I don’t like that you share information about me without asking me first. Can we have a conversation about what is and isn’t OK to tell people about me?
I find the things you share about me embarrassing, and you need to respect my privacy. My life belongs to me, and I want to decide who knows what about me.

How to share responsibly

Fortunately, there are steps you can take to keep friends and family members updated about your family without putting your kids’ privacy at risk. Here’s a quick recap of how you can protect your child’s privacy and share updates with friends and family.
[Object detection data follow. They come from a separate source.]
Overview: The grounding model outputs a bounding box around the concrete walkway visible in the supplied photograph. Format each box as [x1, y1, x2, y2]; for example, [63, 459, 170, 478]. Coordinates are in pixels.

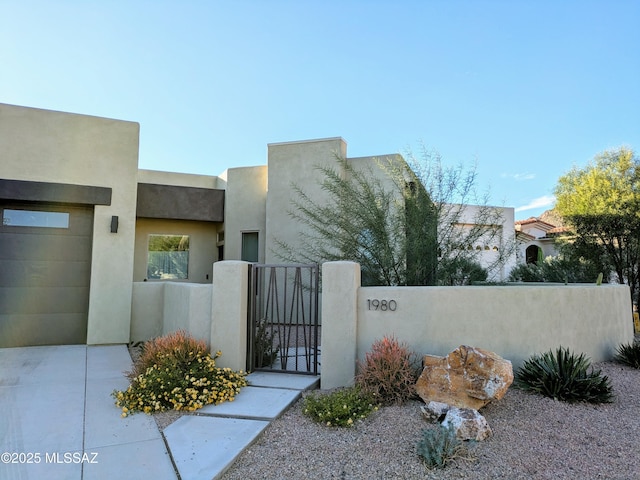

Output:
[0, 345, 319, 480]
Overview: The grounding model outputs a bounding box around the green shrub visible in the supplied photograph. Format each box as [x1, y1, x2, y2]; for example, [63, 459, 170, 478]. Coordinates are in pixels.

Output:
[303, 386, 378, 427]
[112, 332, 247, 417]
[418, 425, 464, 468]
[513, 347, 613, 403]
[614, 342, 640, 368]
[253, 318, 280, 368]
[355, 337, 419, 405]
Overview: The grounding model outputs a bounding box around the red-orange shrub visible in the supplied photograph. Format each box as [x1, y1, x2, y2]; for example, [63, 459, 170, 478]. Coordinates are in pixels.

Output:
[128, 330, 211, 380]
[355, 336, 419, 405]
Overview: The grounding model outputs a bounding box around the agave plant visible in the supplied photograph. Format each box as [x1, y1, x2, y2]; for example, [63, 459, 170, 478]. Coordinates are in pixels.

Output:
[614, 341, 640, 368]
[417, 425, 464, 468]
[513, 347, 613, 403]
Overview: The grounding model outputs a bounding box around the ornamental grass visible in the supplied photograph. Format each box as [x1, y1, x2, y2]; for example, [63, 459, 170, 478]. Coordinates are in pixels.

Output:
[112, 331, 247, 417]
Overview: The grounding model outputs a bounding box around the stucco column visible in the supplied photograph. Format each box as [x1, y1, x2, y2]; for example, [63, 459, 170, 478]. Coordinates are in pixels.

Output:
[211, 260, 249, 370]
[320, 262, 360, 389]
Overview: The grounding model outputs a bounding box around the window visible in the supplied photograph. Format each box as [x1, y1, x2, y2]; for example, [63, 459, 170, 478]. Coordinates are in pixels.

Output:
[241, 232, 258, 262]
[2, 208, 69, 228]
[147, 235, 189, 280]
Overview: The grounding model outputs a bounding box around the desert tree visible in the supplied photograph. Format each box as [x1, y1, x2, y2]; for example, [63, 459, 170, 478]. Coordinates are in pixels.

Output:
[276, 149, 512, 285]
[555, 147, 640, 302]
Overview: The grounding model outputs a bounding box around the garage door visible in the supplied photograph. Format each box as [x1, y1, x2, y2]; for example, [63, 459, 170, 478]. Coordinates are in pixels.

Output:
[0, 203, 93, 347]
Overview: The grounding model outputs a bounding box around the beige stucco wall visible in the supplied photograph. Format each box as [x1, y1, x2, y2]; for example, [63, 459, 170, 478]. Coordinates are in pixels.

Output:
[265, 138, 347, 263]
[358, 284, 633, 366]
[322, 262, 634, 388]
[0, 104, 140, 344]
[138, 169, 219, 188]
[133, 218, 220, 283]
[218, 165, 267, 263]
[131, 282, 212, 345]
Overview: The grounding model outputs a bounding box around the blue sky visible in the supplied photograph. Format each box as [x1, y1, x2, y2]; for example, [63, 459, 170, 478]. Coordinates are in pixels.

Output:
[0, 0, 640, 218]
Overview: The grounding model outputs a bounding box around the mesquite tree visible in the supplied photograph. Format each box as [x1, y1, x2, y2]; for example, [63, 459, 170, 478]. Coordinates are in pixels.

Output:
[275, 149, 514, 285]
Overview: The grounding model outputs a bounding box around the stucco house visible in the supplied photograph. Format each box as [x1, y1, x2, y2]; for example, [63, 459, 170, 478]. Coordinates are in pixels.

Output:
[515, 217, 566, 264]
[0, 104, 516, 347]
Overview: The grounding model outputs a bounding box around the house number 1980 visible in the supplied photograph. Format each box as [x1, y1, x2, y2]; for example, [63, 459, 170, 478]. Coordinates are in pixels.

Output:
[367, 298, 398, 312]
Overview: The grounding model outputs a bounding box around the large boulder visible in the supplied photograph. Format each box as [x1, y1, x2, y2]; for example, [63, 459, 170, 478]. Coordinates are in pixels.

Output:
[416, 345, 513, 410]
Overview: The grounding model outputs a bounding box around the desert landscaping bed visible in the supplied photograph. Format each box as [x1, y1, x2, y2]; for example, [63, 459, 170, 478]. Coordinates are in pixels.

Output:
[219, 362, 640, 480]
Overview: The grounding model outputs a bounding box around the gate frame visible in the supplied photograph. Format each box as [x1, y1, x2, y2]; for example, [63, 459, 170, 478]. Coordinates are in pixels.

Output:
[246, 263, 321, 375]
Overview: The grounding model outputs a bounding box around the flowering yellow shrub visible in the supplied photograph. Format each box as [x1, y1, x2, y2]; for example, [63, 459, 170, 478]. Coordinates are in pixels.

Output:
[112, 332, 247, 417]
Ask first. If your child can consent, let them.
Limit public sharing. Use encrypted services over public platforms.
Talk to your circle. Set boundaries with friends and family about what’s OK to post.
Identify the risks. Explain that theft and deepfake exploitation are real threats.
Educate early. Teach kids what personal data is — and how to protect it.

Share safely

Instead of relying on social media to share updates about your children, consider moving to an encrypted drive shared with friends and family whom you trust. You can talk with your children about what you share, and effectively create a secure, digital photo album that your child is happy to be a part of. That way, when it comes time for your child to become an online citizen, they’re starting with the privacy and the education they need to make the most of their digital world. Proton Drive can help you create that secure place for your precious memories without compromising your child’s online safety or their future digital footprint.

As Stacey B. Steinberg, a prominent online voice about the legal and ethical concerns surrounding sharenting, puts it in her article: “By approaching a child’s right to online privacy in a child-centered manner, future generations will be able to enter adulthood unburdened by others’ decisions and free to define themselves on their own terms.” Privacy is for everyone, and that must include children.